Ultimately, the most effective methodology is to utilize all of the possible techniques simultaneously. Carriers are beginning to more effectively mine internal data, access and analyze pertinent external data, and combine both data sets with advanced analytics to get more timely and actionable information on providers and the claims associated with them. With actionable information received earlier in the lifecycle of the claim, insurers can more proactively address fraud before payment is made, rather than later in the life of the claim where they are in the more traditional "pay and chase" mode.

This kind of holistic approach provides carriers, the industry and state departments of insurance with multiple benefits. First, going across verticals allows individual companies a much broader foundation of data, which means the resulting information is that much more powerful. Second, combining the more robust internal data set with public information provides companies the opportunity to spot relationships that they would not likely find using only internal data.
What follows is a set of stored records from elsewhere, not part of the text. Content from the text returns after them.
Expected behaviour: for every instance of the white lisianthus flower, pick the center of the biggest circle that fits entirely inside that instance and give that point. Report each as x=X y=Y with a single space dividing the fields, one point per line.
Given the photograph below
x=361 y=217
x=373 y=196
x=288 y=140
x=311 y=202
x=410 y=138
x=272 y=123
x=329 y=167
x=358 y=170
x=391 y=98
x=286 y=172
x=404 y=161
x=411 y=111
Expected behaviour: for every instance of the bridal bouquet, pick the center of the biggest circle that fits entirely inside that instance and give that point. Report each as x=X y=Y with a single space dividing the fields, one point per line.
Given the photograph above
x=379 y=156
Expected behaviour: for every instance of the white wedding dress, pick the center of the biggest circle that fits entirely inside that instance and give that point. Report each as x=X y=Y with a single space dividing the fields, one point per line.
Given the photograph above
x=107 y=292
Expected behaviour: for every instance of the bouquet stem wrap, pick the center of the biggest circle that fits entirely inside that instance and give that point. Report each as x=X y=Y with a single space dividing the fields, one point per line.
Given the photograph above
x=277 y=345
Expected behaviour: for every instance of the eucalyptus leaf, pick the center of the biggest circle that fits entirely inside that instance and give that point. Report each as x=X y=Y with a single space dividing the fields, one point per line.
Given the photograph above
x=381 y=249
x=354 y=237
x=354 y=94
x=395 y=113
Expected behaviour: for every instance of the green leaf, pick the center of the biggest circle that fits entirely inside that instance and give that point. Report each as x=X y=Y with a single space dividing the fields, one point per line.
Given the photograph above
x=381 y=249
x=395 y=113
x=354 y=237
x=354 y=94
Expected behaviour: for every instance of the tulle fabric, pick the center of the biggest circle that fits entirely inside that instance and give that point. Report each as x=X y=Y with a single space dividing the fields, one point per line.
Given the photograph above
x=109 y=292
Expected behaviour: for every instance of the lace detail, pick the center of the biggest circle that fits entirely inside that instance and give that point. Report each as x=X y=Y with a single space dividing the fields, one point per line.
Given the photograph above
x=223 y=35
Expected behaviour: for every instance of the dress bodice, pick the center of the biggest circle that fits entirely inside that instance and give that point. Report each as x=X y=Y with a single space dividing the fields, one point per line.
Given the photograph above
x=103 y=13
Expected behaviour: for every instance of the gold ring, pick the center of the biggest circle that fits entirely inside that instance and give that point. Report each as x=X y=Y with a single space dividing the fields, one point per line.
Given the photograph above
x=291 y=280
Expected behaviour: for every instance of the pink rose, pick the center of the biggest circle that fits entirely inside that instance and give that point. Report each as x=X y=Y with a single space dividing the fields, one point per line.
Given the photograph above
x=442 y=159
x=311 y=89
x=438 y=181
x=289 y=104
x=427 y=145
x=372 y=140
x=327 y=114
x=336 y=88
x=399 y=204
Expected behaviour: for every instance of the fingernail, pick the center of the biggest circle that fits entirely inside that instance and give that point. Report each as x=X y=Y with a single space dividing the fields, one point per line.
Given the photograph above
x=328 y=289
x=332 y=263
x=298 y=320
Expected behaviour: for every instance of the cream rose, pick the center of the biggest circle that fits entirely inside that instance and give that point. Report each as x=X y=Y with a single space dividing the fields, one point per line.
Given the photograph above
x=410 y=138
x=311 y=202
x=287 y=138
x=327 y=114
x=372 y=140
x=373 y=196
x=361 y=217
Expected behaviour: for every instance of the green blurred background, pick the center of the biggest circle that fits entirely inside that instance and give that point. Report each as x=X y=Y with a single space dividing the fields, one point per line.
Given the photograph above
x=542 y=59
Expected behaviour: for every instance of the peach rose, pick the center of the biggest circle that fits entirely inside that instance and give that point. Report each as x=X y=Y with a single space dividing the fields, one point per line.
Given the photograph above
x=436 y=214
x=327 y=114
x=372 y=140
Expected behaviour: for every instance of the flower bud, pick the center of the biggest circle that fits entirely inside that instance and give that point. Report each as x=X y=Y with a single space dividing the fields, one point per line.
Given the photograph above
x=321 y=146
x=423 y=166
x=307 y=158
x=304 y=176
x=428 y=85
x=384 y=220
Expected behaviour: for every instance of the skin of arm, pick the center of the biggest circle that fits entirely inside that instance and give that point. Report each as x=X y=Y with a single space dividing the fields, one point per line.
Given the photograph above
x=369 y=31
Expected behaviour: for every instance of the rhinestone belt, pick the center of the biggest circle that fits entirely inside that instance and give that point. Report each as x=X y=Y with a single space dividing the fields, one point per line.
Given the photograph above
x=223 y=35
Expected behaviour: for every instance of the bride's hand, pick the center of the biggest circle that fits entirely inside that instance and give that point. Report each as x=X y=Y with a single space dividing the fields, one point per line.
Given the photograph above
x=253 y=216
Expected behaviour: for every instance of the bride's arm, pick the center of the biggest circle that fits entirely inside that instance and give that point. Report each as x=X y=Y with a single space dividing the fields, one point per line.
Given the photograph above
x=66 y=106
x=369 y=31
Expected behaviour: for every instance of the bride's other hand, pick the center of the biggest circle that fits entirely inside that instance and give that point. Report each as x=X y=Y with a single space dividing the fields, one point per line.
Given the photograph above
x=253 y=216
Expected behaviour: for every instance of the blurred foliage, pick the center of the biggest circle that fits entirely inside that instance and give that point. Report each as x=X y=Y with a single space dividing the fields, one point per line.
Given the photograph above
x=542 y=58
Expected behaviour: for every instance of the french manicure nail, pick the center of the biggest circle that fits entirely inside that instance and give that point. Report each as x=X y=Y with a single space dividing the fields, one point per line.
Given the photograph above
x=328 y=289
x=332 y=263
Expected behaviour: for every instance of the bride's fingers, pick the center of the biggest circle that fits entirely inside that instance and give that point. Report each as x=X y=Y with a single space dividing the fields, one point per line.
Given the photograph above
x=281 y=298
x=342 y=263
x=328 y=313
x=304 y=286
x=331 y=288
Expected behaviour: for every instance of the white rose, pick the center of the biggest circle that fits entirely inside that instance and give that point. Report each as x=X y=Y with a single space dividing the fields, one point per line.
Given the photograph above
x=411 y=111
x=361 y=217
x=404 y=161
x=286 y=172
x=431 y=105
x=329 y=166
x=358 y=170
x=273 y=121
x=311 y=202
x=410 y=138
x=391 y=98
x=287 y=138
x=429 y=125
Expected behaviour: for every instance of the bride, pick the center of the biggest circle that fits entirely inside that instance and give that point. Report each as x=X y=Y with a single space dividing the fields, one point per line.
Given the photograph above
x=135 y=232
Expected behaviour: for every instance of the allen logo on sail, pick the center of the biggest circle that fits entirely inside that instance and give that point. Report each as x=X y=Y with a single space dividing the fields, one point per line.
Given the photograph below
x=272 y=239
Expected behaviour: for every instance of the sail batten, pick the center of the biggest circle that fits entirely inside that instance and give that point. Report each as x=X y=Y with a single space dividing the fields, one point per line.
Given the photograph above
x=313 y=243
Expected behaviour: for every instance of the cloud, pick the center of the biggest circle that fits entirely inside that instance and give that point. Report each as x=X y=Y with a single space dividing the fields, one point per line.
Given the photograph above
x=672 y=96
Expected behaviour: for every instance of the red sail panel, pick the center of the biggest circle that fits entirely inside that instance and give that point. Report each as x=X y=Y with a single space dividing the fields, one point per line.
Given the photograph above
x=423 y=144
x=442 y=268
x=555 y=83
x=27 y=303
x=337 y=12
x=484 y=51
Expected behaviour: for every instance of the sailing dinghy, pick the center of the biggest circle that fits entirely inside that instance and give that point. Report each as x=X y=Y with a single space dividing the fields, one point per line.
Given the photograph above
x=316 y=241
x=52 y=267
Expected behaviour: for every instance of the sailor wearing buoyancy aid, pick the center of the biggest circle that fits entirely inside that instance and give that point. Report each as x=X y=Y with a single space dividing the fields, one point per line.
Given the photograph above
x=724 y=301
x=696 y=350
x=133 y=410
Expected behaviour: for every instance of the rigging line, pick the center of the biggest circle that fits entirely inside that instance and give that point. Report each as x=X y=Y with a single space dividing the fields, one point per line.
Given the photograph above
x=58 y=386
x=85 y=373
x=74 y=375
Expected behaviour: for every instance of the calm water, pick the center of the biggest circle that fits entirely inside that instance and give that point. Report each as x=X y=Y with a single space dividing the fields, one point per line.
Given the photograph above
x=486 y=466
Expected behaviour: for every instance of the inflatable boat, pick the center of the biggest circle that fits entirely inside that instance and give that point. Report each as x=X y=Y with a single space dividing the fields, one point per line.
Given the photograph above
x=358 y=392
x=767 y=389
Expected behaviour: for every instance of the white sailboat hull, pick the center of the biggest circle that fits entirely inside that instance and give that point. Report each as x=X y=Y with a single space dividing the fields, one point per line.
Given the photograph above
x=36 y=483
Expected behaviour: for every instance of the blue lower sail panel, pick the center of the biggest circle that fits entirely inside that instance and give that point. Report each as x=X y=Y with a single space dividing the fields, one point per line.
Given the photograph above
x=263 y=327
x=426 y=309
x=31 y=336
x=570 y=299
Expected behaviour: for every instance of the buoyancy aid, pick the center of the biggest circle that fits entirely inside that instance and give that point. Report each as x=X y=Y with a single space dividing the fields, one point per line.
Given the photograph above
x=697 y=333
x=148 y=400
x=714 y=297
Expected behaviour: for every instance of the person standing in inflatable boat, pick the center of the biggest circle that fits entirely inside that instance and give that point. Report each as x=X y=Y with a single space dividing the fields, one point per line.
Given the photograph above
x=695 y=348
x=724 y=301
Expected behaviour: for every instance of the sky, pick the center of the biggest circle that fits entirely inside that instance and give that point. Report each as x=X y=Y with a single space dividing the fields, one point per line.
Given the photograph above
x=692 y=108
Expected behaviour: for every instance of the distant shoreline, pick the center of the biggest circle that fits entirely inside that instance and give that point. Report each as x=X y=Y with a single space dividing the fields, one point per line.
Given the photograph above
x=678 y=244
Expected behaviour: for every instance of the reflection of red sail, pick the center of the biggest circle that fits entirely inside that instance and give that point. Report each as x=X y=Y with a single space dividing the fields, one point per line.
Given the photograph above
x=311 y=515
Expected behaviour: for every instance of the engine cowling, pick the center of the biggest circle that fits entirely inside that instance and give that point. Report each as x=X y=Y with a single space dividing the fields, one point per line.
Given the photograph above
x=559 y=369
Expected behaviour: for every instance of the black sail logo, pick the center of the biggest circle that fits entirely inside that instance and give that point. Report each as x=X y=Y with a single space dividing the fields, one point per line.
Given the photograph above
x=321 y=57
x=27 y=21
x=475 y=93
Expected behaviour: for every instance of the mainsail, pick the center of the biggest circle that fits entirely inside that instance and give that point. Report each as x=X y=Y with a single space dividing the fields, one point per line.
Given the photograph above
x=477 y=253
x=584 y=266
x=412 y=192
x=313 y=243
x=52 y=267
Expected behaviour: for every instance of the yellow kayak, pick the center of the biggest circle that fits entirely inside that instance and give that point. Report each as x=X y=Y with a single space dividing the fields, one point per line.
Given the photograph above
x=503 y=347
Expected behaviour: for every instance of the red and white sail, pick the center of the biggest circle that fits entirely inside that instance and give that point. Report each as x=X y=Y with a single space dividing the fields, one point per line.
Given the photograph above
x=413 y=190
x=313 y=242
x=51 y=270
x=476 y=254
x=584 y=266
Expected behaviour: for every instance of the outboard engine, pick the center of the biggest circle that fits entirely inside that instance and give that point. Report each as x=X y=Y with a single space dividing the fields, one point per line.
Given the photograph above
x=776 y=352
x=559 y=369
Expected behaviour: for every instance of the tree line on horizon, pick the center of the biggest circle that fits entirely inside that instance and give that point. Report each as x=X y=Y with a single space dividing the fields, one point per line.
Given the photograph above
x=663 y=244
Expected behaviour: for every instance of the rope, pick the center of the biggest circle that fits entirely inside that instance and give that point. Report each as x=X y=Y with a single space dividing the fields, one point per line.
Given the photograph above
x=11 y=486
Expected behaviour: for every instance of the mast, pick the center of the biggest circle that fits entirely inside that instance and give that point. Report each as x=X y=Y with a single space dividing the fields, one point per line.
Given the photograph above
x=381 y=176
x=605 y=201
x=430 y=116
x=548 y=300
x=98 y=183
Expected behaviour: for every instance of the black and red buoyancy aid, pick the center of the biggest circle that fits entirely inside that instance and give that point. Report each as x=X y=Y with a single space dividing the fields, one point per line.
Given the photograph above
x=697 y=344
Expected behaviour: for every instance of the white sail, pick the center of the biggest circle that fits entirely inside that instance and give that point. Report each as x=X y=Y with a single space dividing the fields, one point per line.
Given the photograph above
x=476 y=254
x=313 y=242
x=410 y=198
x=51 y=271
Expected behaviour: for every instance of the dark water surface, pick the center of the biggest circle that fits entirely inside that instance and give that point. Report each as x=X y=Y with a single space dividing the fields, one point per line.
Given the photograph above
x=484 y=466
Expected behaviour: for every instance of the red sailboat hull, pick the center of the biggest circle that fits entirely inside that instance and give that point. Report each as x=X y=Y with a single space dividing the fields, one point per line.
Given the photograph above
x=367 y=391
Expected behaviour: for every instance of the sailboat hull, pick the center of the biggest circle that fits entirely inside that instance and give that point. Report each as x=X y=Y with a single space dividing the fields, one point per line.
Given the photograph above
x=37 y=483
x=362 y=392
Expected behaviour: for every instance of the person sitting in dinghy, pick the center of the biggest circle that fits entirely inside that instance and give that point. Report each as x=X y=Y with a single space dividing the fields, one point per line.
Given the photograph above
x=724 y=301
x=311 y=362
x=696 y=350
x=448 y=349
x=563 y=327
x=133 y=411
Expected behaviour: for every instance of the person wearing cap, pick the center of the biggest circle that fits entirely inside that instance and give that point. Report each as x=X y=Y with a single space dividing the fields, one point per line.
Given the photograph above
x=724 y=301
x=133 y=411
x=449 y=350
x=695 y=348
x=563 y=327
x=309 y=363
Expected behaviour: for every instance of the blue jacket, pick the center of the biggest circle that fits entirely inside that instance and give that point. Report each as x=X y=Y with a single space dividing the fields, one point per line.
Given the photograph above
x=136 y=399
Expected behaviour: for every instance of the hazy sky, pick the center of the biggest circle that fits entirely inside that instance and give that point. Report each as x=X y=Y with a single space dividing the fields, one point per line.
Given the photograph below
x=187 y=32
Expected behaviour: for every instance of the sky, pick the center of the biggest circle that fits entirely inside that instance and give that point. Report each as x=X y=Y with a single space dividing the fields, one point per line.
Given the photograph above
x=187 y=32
The holistic approach also allows company SIUs to coordinate more effectively with industry fraud fighting organizations, like the NICB. Finally, these new findings can help state insurance department fraud units to more effectively identify and pursue multicompany rings, which results in benefits to all insurance companies.

The bottom line: Insurers have an opportunity to take the lead in showing the public that they are being creative and aggressive in their approach to containing the cost of healthcare by proactively mining data across these verticals, combining their own information with public data, and applying advanced analytics to ferret out individual fraud, organized fraud and provider fraud.